Engage. Interact. Connect.

Have you ever attended a performance of classical music and felt like a spectator outside the action? Interactive performance workshops guide audiences to make personal, relevant connections to music while unleashing each person’s innate creativity. Join the fun!

Read Marvento’s latest post on the Musicovation blog!

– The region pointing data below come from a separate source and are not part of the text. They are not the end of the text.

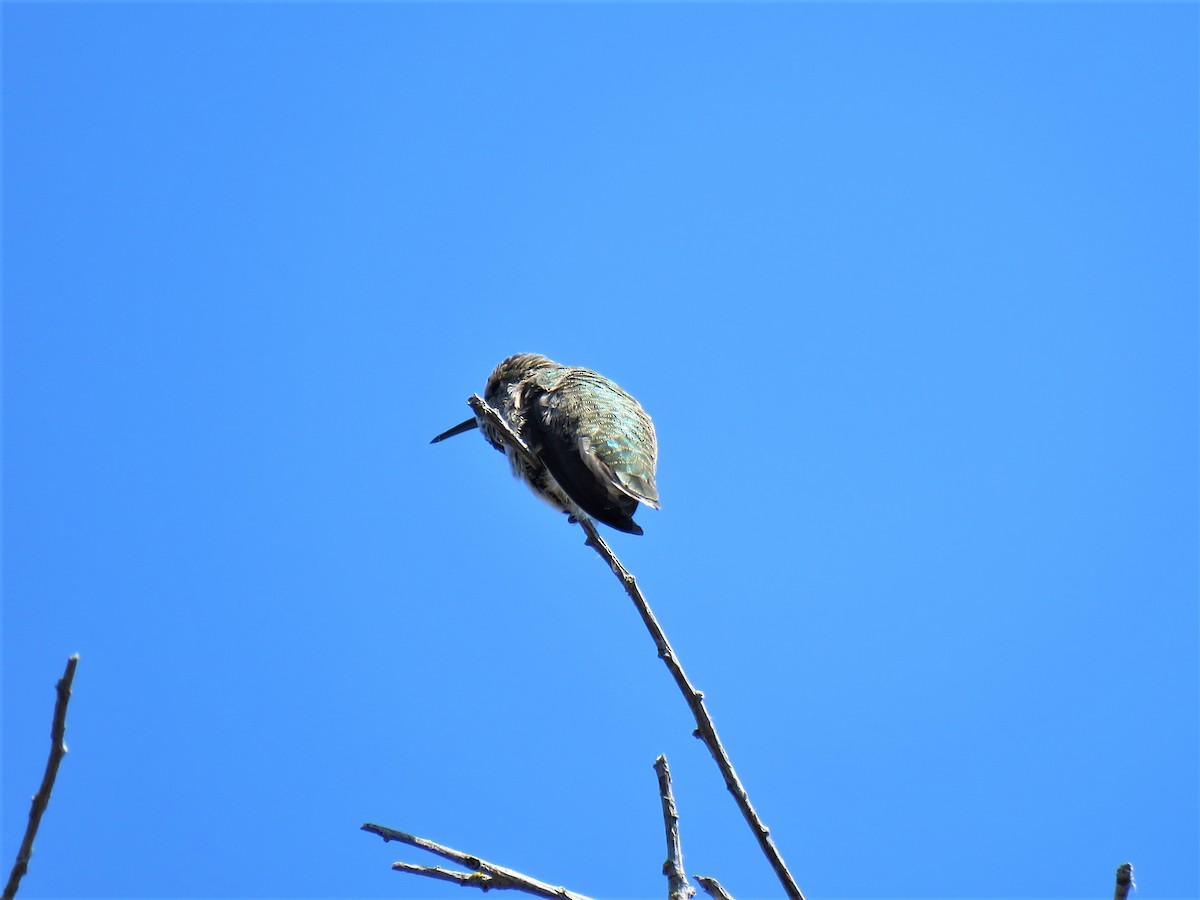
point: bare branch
(483, 875)
(42, 798)
(713, 888)
(705, 727)
(677, 879)
(706, 730)
(1125, 882)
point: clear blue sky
(909, 289)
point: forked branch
(483, 875)
(706, 730)
(678, 888)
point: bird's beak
(456, 430)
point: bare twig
(1125, 882)
(483, 875)
(713, 888)
(705, 727)
(42, 798)
(677, 879)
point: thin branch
(483, 875)
(713, 888)
(677, 879)
(1125, 882)
(42, 798)
(705, 727)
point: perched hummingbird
(594, 444)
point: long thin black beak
(456, 430)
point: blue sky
(910, 292)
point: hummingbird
(594, 444)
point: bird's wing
(612, 449)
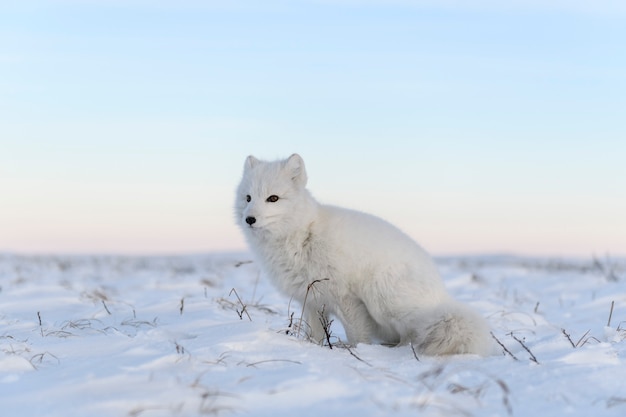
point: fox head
(272, 198)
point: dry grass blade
(243, 306)
(532, 356)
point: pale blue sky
(475, 127)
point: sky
(475, 127)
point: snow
(166, 336)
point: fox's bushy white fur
(377, 281)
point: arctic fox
(381, 285)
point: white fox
(377, 281)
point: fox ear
(295, 168)
(251, 161)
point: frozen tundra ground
(209, 335)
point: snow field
(170, 336)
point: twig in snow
(532, 356)
(243, 306)
(610, 314)
(568, 338)
(306, 295)
(343, 345)
(503, 347)
(40, 325)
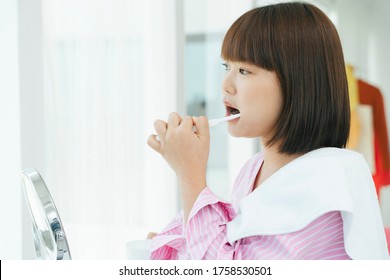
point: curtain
(111, 68)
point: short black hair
(300, 43)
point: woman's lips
(230, 108)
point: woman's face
(256, 94)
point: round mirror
(49, 235)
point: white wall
(10, 190)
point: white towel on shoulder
(324, 180)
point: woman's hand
(185, 151)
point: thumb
(202, 126)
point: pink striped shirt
(204, 235)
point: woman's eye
(244, 72)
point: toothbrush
(215, 122)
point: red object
(371, 95)
(387, 231)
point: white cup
(139, 249)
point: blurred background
(81, 82)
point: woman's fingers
(201, 125)
(154, 143)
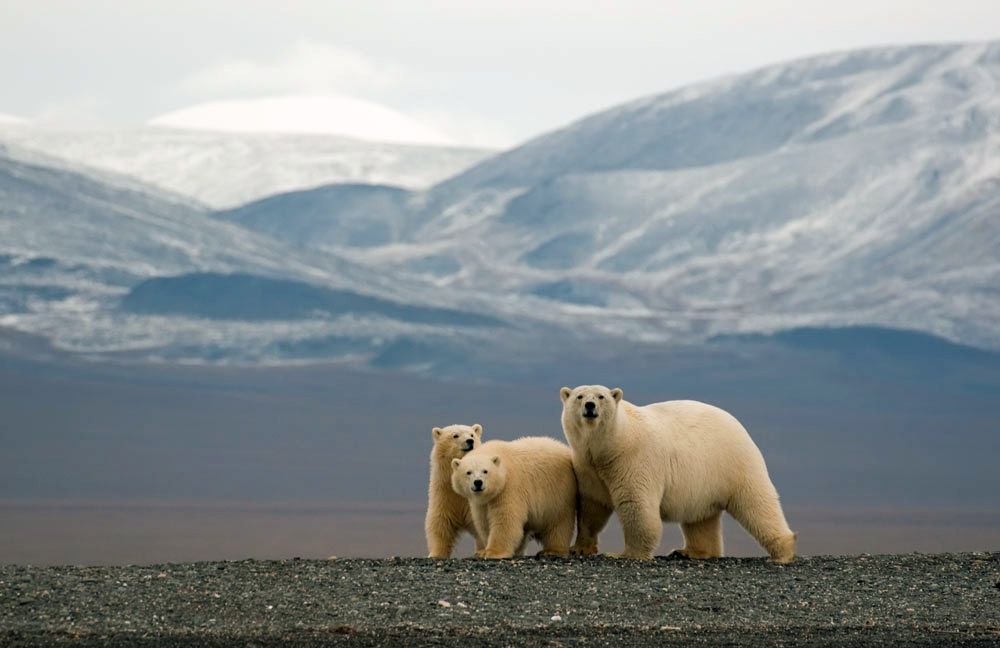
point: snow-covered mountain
(305, 114)
(860, 188)
(98, 264)
(854, 188)
(224, 170)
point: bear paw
(584, 550)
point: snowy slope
(228, 169)
(860, 188)
(855, 188)
(99, 266)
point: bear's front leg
(592, 518)
(442, 532)
(641, 525)
(481, 525)
(506, 533)
(555, 540)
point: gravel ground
(948, 599)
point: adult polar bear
(677, 461)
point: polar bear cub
(677, 461)
(519, 489)
(448, 513)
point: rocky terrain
(912, 599)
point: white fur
(528, 489)
(448, 514)
(677, 461)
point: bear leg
(506, 536)
(555, 540)
(642, 528)
(702, 539)
(758, 510)
(441, 536)
(593, 516)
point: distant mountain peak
(305, 114)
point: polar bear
(519, 489)
(447, 512)
(677, 461)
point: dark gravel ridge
(946, 599)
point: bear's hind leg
(757, 509)
(702, 539)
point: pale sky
(480, 73)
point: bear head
(455, 440)
(589, 407)
(478, 476)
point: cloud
(317, 69)
(307, 68)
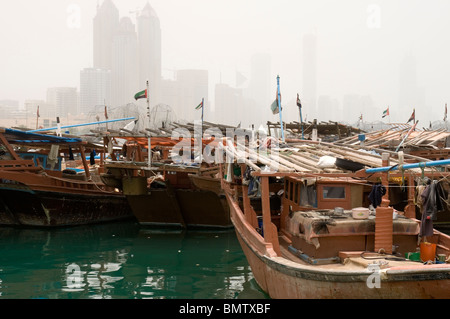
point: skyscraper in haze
(149, 52)
(410, 94)
(64, 100)
(106, 23)
(124, 73)
(309, 94)
(95, 89)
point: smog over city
(348, 60)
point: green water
(123, 261)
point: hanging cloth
(71, 158)
(92, 157)
(52, 158)
(376, 195)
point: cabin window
(333, 192)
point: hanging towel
(71, 158)
(92, 157)
(376, 195)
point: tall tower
(124, 73)
(410, 94)
(149, 52)
(106, 23)
(95, 89)
(309, 94)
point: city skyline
(360, 49)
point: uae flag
(413, 117)
(299, 103)
(141, 95)
(275, 107)
(199, 106)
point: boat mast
(279, 108)
(149, 133)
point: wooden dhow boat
(168, 194)
(323, 240)
(37, 191)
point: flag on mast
(141, 95)
(200, 106)
(413, 117)
(299, 103)
(275, 107)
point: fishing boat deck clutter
(317, 220)
(163, 191)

Below are samples of interactive performance workshops available for booking. Visit again soon – more are in the works for this season!

Gargoyles!

Clever and cunning, grotesque and gruesome . . . gargoyles! From Notre Dame Cathedral in Paris to the Chrysler Building in New York City, each of these fantastic creatures has a different character. Imagine what they would sound like if they came to life! In this 60 minute workshop and live performance, join the Marvento Duo (flutist Weronika Balewski and pianist Elizabeth Chladil) to discover through images, gestures, and sounds how composer Lowell Liebermann uses contrasts in dynamics and articulation in his piece Gargoyles Op. 29 to breathe life into these stone sentinels!

Deconstructing Climaxes

What goes up must come down! Have you ever wondered how composers create energy in a piece? Join teaching artists Weronika Balewski (flute) and Elizabeth Chladil (piano) for “Deconstructing Climaxes,” a 45 minute workshop and live performance of the first movement of Sergei Prokofiev’s Op. 94 Sonata for Flute and Piano. Through games based on Prokofiev’s rhythmic motives, participants will work together as an ensemble while discovering how Prokofiev builds climaxes.

Musical Voice of the Stars

Do the stars inspire you? Join soprano Samantha Dearborn, cellist Morgan Walsh, and pianist Elizabeth Chladil for a musical adventure! This ensemble will lead the audience in an exploration of the song “Die Sterne” (“The Stars”) by nineteenth-century French woman composer and singer Pauline Viardot. Suitable for a variety of ages, the 45-minute interactive presentation examines the interaction of the singer’s voice and the two instruments as well as the song’s melodic contours. Audience participation through physical interpretation of sound and the creation of visual and verbal representations of the song’s musical ideas will help the audience gain a deeper appreciation of “Die Sterne.”